I feed him a few fish flakes, then watch him as he eats, selfishly gasping at the surface of the water, swallowing as much food as he can in one bite only to spit some back out as he rushes back to the colored rocks on the bottom. I watch him go back and forth from the ground to the surface, carefully approaching the air above him, then violently launching himself downward. I scowl at him. 
“Calm down Fellow.” I scold. “The food’s not going anywhere,” I assure him afterward. I press my hand to the cool tank and watch as he approaches it, like he recognizes me as a friend. Churchill whines from the bed and I turn, looking at where he is sitting, waiting for me impatiently. I chuckle and straighten, walking over to him and jumping into the bed. My mattress is low the ground, with hardly enough room for my arm to reach underneath it if I drop something, but I like to be careful. I never let my ankles get too close to the edge, so I jump from my rug to the bed, then I nest into the blankets, covering myself completely, all the way up to my nose. 
I squirm as Churchill licks what part of my face is above the blankets and he settles down beside me. The front of his big body laying across my chest and his head rests itself on my stomach. His back legs kick against my legs and he breathes a heavy sigh of comfort. I mimic him and smile slightly. 

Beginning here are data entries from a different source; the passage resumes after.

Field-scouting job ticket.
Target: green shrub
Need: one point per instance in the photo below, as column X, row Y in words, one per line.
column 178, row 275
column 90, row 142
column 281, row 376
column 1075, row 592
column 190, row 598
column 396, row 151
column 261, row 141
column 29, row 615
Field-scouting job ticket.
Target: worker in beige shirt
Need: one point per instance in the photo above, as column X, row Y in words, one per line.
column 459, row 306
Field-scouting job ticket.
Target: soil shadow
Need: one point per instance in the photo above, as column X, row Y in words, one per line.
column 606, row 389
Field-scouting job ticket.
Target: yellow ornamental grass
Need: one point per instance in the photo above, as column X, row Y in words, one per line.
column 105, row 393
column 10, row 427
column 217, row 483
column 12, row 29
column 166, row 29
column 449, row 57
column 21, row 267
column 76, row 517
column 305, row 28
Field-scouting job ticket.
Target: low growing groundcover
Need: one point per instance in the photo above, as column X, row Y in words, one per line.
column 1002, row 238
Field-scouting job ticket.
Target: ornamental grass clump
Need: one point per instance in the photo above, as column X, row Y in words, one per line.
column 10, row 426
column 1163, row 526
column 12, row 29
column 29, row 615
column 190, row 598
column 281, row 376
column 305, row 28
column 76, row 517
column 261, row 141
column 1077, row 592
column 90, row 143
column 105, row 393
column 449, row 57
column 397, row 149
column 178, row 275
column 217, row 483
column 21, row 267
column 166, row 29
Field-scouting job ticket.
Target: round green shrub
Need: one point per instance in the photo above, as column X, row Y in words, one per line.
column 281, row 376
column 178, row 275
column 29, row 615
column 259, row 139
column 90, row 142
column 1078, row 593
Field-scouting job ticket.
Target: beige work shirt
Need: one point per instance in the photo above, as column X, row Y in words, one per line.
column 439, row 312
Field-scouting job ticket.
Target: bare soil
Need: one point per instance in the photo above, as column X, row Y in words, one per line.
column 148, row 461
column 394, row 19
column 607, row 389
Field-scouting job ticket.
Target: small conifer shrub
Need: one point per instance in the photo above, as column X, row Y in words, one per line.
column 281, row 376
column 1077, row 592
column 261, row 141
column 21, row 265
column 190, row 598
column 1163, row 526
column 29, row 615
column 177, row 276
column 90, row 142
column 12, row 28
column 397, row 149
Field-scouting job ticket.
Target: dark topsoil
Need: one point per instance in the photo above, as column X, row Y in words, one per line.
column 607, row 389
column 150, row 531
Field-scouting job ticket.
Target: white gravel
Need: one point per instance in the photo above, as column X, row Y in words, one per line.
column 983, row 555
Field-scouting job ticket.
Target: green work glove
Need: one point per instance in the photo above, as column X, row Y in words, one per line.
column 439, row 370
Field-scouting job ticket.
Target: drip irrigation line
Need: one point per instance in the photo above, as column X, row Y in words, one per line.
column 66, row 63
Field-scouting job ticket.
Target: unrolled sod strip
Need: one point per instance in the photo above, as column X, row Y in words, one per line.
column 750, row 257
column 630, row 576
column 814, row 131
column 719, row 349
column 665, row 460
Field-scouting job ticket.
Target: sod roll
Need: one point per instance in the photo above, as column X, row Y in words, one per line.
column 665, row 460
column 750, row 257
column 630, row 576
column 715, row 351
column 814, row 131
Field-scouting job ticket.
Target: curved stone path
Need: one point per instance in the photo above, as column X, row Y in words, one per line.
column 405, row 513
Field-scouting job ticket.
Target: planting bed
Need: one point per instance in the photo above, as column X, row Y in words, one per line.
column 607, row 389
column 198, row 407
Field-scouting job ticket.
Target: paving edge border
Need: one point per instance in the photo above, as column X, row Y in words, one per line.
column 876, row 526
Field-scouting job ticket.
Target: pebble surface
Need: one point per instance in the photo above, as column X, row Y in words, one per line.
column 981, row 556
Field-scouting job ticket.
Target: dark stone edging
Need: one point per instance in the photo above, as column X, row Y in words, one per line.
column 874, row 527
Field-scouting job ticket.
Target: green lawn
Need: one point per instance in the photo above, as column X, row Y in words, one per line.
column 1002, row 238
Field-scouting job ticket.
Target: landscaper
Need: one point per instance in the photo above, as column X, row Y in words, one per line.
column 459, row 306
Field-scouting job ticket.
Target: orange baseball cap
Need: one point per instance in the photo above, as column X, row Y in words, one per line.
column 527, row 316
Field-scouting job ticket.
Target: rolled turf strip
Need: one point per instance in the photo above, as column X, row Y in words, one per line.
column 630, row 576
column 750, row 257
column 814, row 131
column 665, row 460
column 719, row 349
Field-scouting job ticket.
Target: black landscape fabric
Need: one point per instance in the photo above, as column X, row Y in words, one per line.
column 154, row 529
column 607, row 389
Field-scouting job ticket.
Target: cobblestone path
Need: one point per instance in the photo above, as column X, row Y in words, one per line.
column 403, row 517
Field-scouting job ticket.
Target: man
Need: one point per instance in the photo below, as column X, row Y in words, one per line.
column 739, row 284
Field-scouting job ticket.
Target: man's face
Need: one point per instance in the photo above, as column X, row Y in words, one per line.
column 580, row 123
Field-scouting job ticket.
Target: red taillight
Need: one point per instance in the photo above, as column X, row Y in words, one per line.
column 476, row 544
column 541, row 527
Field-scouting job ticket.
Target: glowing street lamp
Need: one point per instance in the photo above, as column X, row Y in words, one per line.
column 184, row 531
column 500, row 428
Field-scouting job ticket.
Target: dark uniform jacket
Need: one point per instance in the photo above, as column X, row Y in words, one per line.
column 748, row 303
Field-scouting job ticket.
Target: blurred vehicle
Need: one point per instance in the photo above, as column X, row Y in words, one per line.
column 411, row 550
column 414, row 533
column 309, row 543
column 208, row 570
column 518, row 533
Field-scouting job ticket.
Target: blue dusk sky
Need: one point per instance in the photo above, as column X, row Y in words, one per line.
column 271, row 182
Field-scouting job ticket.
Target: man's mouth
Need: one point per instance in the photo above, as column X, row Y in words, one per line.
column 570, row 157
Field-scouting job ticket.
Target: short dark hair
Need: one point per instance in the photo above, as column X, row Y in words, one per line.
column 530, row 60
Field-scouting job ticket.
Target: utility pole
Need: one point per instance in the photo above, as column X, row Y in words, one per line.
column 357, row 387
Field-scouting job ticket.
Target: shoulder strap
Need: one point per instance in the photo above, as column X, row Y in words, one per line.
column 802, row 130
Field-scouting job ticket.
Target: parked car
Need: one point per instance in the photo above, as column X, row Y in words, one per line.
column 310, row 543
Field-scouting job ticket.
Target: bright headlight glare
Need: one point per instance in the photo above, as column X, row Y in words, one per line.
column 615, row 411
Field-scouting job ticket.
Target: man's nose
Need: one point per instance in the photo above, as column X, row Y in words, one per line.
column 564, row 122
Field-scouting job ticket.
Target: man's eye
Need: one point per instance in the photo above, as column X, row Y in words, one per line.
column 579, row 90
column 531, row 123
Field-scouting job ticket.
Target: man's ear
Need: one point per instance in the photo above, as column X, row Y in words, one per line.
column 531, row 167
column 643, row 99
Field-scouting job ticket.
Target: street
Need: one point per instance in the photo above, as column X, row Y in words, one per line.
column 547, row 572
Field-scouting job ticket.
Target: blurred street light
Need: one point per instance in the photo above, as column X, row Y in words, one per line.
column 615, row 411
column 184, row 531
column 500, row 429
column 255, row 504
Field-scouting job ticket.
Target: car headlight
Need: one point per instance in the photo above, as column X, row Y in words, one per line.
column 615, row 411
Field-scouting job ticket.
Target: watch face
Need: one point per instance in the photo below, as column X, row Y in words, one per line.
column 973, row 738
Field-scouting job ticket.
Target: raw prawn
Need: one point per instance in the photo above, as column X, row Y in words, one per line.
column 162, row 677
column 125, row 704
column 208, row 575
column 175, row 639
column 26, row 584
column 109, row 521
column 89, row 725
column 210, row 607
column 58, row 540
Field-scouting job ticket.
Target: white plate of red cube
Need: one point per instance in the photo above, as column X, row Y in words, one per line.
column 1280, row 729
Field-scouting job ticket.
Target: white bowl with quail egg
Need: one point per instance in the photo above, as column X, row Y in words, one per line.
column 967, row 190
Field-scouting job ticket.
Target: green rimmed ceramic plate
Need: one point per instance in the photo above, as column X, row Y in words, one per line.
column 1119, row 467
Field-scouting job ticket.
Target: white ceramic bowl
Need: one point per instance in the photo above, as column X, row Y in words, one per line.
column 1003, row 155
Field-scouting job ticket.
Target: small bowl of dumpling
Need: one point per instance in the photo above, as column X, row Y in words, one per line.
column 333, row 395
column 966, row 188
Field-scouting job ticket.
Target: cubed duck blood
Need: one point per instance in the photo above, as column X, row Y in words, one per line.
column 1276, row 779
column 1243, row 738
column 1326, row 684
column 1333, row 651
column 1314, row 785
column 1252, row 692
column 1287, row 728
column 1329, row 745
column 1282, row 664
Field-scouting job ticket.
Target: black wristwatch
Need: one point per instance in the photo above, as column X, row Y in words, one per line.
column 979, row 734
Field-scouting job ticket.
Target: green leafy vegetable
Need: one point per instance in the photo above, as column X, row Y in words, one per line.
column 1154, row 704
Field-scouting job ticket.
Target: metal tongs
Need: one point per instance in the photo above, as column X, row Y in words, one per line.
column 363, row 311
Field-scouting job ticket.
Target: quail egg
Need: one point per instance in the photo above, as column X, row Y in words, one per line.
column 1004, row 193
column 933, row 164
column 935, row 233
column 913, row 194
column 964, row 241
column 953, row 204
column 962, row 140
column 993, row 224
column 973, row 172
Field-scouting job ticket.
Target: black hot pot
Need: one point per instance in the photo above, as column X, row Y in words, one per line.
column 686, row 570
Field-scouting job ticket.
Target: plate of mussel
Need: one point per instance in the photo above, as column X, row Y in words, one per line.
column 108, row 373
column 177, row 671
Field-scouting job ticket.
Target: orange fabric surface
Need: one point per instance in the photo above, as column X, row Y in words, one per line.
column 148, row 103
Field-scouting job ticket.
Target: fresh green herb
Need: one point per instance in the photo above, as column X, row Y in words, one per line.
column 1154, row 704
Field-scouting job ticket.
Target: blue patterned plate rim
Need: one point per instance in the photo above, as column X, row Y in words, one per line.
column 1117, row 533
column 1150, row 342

“Good Boy Churchill,” I tell him, but I can tell he’s already asleep. I listen to the quiet settling of the house and the tinging of the radiator. The train rumbles along its tracks in the distance and its whistle blows once, twice… Three times in total. The wind pushes against the side of the house, but the faithful thing holds steady, and so I feel safe with my mattress beneath me and my dog on top of me. I hardly hear the scratching on the roof outside as I drift off.